# Notebook 03: Build FAISS Index & Test Retrieval

## Goal

Generate embeddings for all chunks, build a FAISS index, and test retrieval with example queries.


## FAISS Index Choice

### IndexFlatIP vs IndexFlatL2

- **IndexFlatIP (Inner Product)**: Requires normalized vectors; equivalent to cosine similarity
- **IndexFlatL2 (Euclidean)**: No normalization needed; measures distance

We'll use **IndexFlatIP** with normalized embeddings because:

- Better semantic matching for text (cosine similarity)
- Faster search for normalized vectors
- Standard practice in semantic search


## Normalization & Search Latency

- **Normalization**: Ensure all embeddings are L2-normalized before indexing
- **Search latency**: IndexFlatIP is exact (no approximation), so search is O(n) but fast enough for our corpus size
- **Future scaling**: For larger corpora, consider IndexIVFFlat or HNSW for approximate search


## Metadata Format for Citations

Each chunk's metadata should include:

- `book`: Source book name (e.g., "iliad", "dorian")
- `para_idx_start`: First paragraph index in this chunk
- `para_idx_end`: Last paragraph index in this chunk
- `chunk_id`: Unique identifier for the chunk
- `char_span`: Character start/end positions (optional, for precise citations)

This metadata enables us to generate citations like:

> "[1] Quote text..." — The Iliad, Book 1, paragraphs 5-7


## Step 1: Load Chunks from Previous Notebook

Load the chunked data (or regenerate if needed).


In [None]:
# Load chunks (either from memory or saved intermediate file)
# If needed, re-run chunking from notebook 02.


## Step 2: Build Full Embeddings & FAISS Index

Embed all chunks and build the FAISS index.


In [None]:
# === TODO (you code this) ===
# Build full embeddings and FAISS index; persist to data/index/.

from src.embed_index import embed_texts, build_faiss_index, save_index

# 1. Embed all chunk texts
# 2. Build FAISS index (IndexFlatIP with normalized vectors)
# 3. Save index and metadata to data/index/


## Step 3: Load Index & Test Retrieval

Load the saved index and test retrieval with example queries.


In [None]:
# === TODO (you code this) ===
# Load index & metadata; test a few queries.

from src.embed_index import load_index
from src.retrieve import retrieve

# 1. Load index and metadata
# 2. Load embedding model
# 3. Test retrieval with example queries


## Example Queries & Manual Relevance Check

Test with queries like:

- "How does Homer portray Achilles' anger in Book 1?"
- "What does Lord Henry claim about influence on the young?"
- "Where does the poem describe the shield of Achilles?"

For each query, manually judge whether the retrieved snippets are relevant.
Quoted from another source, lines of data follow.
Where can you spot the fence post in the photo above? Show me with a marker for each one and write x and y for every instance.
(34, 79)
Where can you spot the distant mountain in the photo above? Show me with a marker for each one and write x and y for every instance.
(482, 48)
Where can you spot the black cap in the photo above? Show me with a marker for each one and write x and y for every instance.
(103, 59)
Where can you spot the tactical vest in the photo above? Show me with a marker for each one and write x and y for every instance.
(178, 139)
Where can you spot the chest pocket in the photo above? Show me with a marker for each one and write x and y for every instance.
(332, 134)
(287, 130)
This helps validate:

1. Embedding quality (semantic similarity)
2. Chunk size appropriateness (not too fragmented, not too broad)
3. Retrieval ranking (most relevant chunks appear first)


In [None]:
# Test queries and display top-k results
# For each query, show:
# - Query text
# - Top 3-5 retrieved chunks with scores
# - Manual relevance judgment (relevant/partially relevant/not relevant)


## Summary

At this point, you should have:

- ✅ Full FAISS index built and saved to `data/index/`
- ✅ Metadata persisted alongside the index
- ✅ Retrieval tested with example queries
- ✅ Manual validation that retrieved chunks are relevant

**Next notebook**: Build a small QA evaluation set, test answer composition, and wire up the Gradio demo.